A set of input and output data divided into the training and test sets was used to assess the quality of the automatic adjustment. In the case of the training set, the algorithm was adjusted to the target parameters with an accuracy of 5%, then the adjusted model parameters were sent to the test set, and the target values were compared. The quality of the adjustment was considered acceptable if the mistie in the test set did not exceed 5%.

A table (

Table 5. Comparison of the target parameters on the training and test sets.

Parameter	Training Set			Test Set
	Simulator	Experiment	Error, %	Simulator	Experiment	Error, %
Volume oil fraction	6.5 (%)	6.3 (%)	3.3	5.9 (%)	6.2 (%)	4.8
Volume gas fraction	93.5 (%)	93.7 (%)	0.2	94.1 (%)	93.8 (%)	0.3
Mass oil flow rate	0.87 (kg/s)	0.91 (kg/s)	4.4	0.85 (kg/s)	0.82 (kg/s)	3.5
Mass gas flow rate	20.12 (kg/s)	19.67 (kg/s)	2.23	19.12 (kg/s)	19.93 (kg/s)	4.0

) comparing the target values on the training and test sets is shown below.

4. Discussion

By using the example of modeling a part of an oil-gathering network, which includes a number of sensors and measurement systems, this paper presented the concept of a virtual measurement system based on a hydrodynamic simulator and a deterministic model of the measurement system. The concept was tested on real experimental data and applied in real time. Acceptable accuracy of predictions of gas and oil discharge rates was obtained. Differences in calculated parameters are related to the difference in viscosity models [9,11].

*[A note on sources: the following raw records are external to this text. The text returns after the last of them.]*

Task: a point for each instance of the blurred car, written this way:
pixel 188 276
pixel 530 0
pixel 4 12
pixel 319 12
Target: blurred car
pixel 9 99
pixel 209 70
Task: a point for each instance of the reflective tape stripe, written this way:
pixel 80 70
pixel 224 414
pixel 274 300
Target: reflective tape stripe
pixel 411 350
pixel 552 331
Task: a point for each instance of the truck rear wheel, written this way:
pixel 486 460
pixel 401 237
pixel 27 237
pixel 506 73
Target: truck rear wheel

It was found, based on the analysis, that the relations used to calculate friction of the multiphase flow with the borehole walls are one of the main sources of uncertainty. An exhaustive search of the typical friction models (in addition to the Beggs and Brill model used in the calculations) with the remaining parameters fixed showed a spread of the mass flow rate values most likely related to the use of the models outside the scope of their application. The effect of the pipe wall roughness and the gas compressibility parameter on the flow rate—due to its significant volume fraction of more than 89%—was also shown. Thus, it is necessary to measure the properties of the multiphase mixture and to know the process and design features of the well, as well as to understand the ranges within which the measured parameters might vary in order to use the developed methods in real situations to improve the prediction accuracy.

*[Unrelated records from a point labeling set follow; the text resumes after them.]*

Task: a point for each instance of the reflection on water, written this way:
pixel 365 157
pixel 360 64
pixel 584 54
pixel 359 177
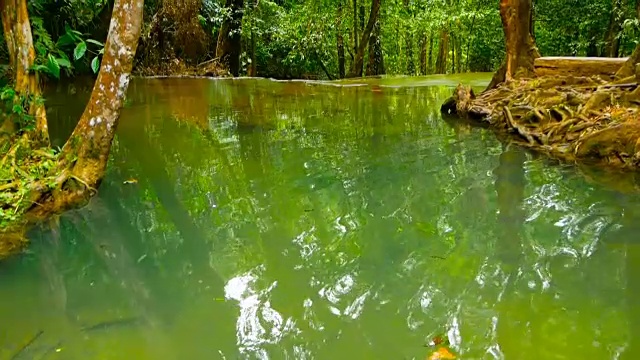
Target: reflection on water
pixel 290 220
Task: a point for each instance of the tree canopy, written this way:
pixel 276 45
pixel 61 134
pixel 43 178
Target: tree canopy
pixel 318 39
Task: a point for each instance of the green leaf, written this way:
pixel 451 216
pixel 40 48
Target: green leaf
pixel 40 67
pixel 94 42
pixel 95 65
pixel 53 67
pixel 65 40
pixel 79 51
pixel 63 62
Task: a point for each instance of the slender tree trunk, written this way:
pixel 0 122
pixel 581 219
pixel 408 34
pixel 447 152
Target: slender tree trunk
pixel 423 54
pixel 612 47
pixel 229 44
pixel 408 37
pixel 340 41
pixel 355 27
pixel 356 69
pixel 629 67
pixel 443 49
pixel 253 68
pixel 430 55
pixel 458 50
pixel 452 45
pixel 376 58
pixel 521 49
pixel 86 152
pixel 17 34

Further development of the methods will allow for fundamentally new opportunities to improve the measurement systems created on the principle of multiple run metering systems to appear, whose virtualization multiplies the density and reliability of data, to practically implement the principles described in the above-mentioned patents, and to significantly improve the quality of the information base for further development of the smart field technologies.

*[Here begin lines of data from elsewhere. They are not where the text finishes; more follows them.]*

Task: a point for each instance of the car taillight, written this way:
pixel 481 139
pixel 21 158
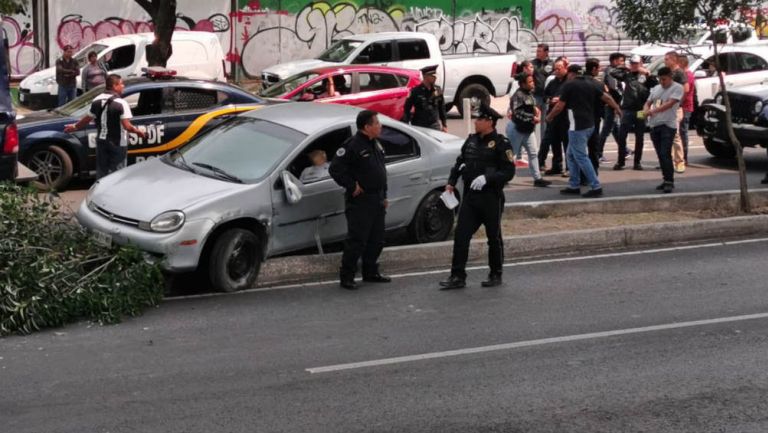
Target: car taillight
pixel 11 142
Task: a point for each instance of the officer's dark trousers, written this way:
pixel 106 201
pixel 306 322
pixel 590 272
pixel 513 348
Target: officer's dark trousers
pixel 479 208
pixel 365 234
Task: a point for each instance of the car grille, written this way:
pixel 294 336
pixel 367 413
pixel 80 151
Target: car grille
pixel 268 79
pixel 115 218
pixel 742 107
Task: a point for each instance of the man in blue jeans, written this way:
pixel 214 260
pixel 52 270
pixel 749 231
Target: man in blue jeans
pixel 661 114
pixel 578 96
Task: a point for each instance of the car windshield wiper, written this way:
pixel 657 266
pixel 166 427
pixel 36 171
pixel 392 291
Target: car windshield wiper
pixel 182 161
pixel 221 173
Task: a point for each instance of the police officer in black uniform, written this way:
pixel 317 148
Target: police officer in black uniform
pixel 486 164
pixel 359 167
pixel 427 103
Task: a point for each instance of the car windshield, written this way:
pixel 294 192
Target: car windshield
pixel 82 55
pixel 288 85
pixel 339 51
pixel 241 150
pixel 80 105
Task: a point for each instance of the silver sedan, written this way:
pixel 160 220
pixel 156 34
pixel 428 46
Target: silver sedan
pixel 232 197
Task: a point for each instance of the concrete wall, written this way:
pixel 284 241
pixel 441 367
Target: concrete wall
pixel 256 34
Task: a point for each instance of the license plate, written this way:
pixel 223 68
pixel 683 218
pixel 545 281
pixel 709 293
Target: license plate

5. Results and Conclusions

The results of the operation of the previous proprietary unsteady influx simulator were compared with the results of the PIPESIM simulator based on actual data. The comparison showed a satisfactory fit for a number of target parameters, such as pressure, mass flow rate, and temperature.

An algorithm for the automatic adaptation of the model to actual data was developed and tested. The selected algorithm architecture allows quick fine-tuning and retraining neural networks to adjust to certain data types: GOR and WOR parameters of a well, typical flow rates, borehole geometry, etc.

Assessment of the quality of adjustment showed that it is possible to achieve the required level of reliability subject to a sufficient amount of data available in the training set. However, further research using actual data is needed to determine the limits of the applicability of this algorithm.